- 27 Sep 2017 8:52 AM
He said the distinction between the two types of countries lay in the fact that certain countries accept, approve of and “at times organise” migration while countries like Hungary are determined to preserve their security, way of life and national, religious and cultural identity. “We want a Hungarian Hungary and a European Europe,” the prime minister said.
The future of Europe depends on whether these two groups of countries respect the democratic will of each other’s people, Orbán said. “We respect the fact that immigrant countries decided to become immigrant countries but we ask that they accept the fact that we never will.”
Today, pro-immigration countries wish to settle the difference between the two sides by recommending “that we too become immigrant countries, and if we refuse, they force it on us”, he said. This is the essence of the mandatory resettlement quota scheme, Orbán insisted.
The prime minister said he considered this to be the plan of US financier George Soros, arguing that it was Soros who had first proposed the idea, “publishing it under his own name”.
“This is what is being implemented by the Brussels bureaucrats who incidentally are eating out of Soros’s hand,” the prime minister said, adding that the European Commission has tabled a proposal to implement a permanent migrant relocation mechanism. Orbán urged those who value Hungary’s independence, security, national culture and Christian roots to participate in the government’s “national consultation” survey on the “Soros plan”.
He said the government had continued its struggle against Brussels’ mandatory migrant resettlement scheme over the summer. Orbán said the mass migration wave facing Europe was a result of global shifts reshaping the world which he said coincided with “Islam’s most recent global offensive”.

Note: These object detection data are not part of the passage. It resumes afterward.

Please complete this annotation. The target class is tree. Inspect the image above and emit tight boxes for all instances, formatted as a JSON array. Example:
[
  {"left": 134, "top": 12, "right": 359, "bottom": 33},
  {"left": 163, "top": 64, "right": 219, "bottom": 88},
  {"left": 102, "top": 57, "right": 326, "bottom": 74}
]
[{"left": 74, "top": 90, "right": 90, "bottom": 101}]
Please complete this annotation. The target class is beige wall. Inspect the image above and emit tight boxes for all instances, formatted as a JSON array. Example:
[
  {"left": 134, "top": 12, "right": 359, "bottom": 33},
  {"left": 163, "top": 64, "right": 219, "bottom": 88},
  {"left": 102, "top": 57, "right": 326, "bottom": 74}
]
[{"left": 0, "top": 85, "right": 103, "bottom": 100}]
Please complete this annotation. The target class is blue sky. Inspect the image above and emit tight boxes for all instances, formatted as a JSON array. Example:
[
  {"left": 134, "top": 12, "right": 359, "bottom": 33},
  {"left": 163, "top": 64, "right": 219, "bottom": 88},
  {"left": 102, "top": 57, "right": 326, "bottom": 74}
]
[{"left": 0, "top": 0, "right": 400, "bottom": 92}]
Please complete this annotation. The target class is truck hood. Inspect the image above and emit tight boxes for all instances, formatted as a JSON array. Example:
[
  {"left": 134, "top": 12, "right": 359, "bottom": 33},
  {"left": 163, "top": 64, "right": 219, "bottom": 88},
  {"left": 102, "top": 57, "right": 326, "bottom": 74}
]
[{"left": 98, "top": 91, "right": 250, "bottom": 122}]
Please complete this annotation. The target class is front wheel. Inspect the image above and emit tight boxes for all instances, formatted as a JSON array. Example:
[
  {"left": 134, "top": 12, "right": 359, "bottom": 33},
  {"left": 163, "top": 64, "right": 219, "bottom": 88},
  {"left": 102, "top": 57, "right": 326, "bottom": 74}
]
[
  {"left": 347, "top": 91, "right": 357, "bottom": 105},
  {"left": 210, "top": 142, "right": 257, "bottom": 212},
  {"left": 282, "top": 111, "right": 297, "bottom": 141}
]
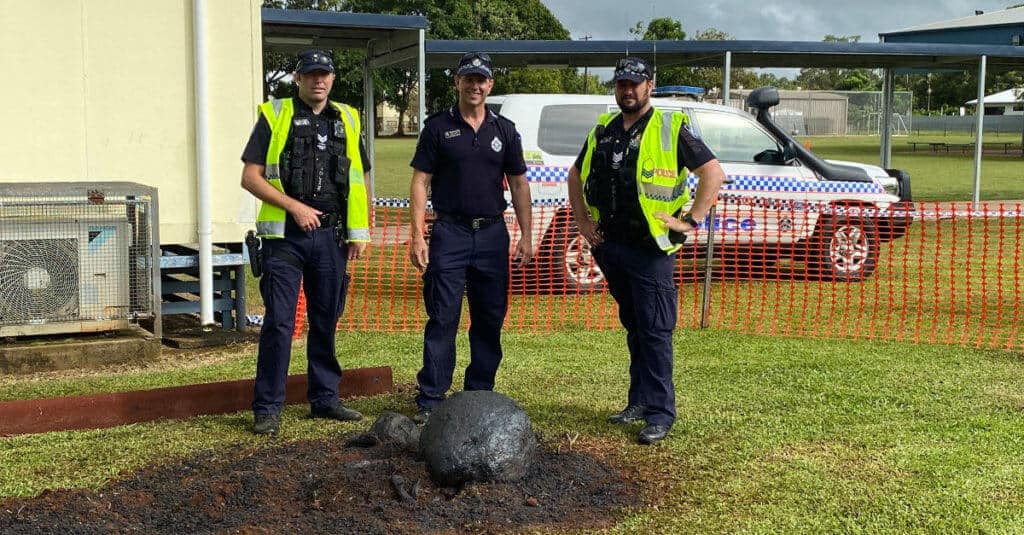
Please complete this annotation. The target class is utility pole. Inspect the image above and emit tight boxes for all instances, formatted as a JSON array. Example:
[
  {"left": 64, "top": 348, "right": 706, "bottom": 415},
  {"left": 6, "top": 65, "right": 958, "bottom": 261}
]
[{"left": 580, "top": 34, "right": 593, "bottom": 94}]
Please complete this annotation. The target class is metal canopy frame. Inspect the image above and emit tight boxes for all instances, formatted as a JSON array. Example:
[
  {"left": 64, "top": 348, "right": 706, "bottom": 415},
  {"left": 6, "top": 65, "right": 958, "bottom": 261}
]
[
  {"left": 261, "top": 7, "right": 427, "bottom": 191},
  {"left": 262, "top": 8, "right": 1024, "bottom": 202},
  {"left": 407, "top": 37, "right": 1024, "bottom": 204},
  {"left": 415, "top": 40, "right": 1024, "bottom": 70}
]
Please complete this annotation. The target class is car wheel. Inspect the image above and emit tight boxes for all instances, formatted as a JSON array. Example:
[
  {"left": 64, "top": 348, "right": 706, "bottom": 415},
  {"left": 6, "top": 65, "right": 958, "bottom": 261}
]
[
  {"left": 807, "top": 212, "right": 879, "bottom": 282},
  {"left": 538, "top": 214, "right": 604, "bottom": 293}
]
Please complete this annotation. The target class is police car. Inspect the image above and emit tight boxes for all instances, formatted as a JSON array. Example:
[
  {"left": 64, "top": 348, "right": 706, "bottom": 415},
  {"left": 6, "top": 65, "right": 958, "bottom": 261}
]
[{"left": 486, "top": 87, "right": 910, "bottom": 292}]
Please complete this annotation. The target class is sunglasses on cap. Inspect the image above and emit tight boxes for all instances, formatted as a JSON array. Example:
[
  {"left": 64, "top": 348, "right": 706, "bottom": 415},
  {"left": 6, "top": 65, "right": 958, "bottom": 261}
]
[
  {"left": 615, "top": 57, "right": 650, "bottom": 78},
  {"left": 459, "top": 52, "right": 490, "bottom": 65},
  {"left": 295, "top": 51, "right": 334, "bottom": 70}
]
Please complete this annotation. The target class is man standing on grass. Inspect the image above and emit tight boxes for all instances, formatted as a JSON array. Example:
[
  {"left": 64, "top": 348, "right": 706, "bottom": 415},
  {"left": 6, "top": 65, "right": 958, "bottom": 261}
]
[
  {"left": 409, "top": 52, "right": 534, "bottom": 423},
  {"left": 242, "top": 49, "right": 370, "bottom": 435},
  {"left": 568, "top": 57, "right": 725, "bottom": 444}
]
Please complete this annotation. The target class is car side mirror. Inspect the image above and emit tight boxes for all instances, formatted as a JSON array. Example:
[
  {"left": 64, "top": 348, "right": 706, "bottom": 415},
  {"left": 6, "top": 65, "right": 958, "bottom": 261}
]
[{"left": 782, "top": 140, "right": 797, "bottom": 163}]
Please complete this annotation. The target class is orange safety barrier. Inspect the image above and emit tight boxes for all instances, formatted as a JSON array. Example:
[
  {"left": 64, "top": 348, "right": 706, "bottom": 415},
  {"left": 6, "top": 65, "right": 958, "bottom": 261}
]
[{"left": 295, "top": 197, "right": 1024, "bottom": 349}]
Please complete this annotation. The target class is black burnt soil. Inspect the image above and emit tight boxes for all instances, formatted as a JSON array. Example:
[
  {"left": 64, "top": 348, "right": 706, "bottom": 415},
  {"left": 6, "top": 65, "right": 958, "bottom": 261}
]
[{"left": 0, "top": 439, "right": 641, "bottom": 535}]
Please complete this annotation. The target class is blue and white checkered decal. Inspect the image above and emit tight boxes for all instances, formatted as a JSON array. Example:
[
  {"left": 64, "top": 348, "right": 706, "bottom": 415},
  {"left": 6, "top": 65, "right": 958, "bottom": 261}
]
[{"left": 526, "top": 165, "right": 885, "bottom": 194}]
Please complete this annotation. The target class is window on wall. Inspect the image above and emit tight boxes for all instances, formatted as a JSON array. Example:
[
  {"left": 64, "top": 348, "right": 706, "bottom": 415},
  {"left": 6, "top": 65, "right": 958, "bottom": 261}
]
[{"left": 693, "top": 110, "right": 779, "bottom": 162}]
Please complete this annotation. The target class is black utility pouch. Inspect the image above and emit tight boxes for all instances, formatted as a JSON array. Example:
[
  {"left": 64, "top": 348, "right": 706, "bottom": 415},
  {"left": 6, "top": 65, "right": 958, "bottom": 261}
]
[{"left": 334, "top": 156, "right": 352, "bottom": 187}]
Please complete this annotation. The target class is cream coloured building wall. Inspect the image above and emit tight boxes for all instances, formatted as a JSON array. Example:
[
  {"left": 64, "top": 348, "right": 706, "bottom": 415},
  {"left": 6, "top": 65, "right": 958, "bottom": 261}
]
[{"left": 0, "top": 0, "right": 262, "bottom": 243}]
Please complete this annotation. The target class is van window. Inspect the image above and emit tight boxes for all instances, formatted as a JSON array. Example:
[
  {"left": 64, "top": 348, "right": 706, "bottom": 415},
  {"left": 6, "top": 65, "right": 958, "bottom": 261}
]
[
  {"left": 693, "top": 110, "right": 779, "bottom": 162},
  {"left": 537, "top": 105, "right": 608, "bottom": 156}
]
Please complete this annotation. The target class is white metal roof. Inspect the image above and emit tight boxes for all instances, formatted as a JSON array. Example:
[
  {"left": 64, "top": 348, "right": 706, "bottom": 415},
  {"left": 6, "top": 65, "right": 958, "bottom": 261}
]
[
  {"left": 967, "top": 87, "right": 1024, "bottom": 105},
  {"left": 882, "top": 6, "right": 1024, "bottom": 35}
]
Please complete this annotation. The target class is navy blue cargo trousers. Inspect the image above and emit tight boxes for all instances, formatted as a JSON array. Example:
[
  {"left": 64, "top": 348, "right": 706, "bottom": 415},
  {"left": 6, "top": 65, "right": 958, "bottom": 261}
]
[
  {"left": 416, "top": 217, "right": 509, "bottom": 409},
  {"left": 592, "top": 241, "right": 679, "bottom": 425},
  {"left": 253, "top": 225, "right": 348, "bottom": 415}
]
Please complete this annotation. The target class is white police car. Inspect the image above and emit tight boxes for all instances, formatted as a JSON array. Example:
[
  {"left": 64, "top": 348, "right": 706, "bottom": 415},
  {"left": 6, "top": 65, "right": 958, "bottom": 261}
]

But the EU is following a flawed migrant and foreign policy, he said. It is “clinging to its erroneous ways”, turning Europe into a continent that opens up its external borders rather than protects them, Orbán said, adding that this was putting temptation in the way of migrants.
“Everything we have seen up until now was only the warm up,” the prime minister said, citing a recent NATO estimate according to which 60 million migrants could flee Africa between now and 2020, most of them for Europe.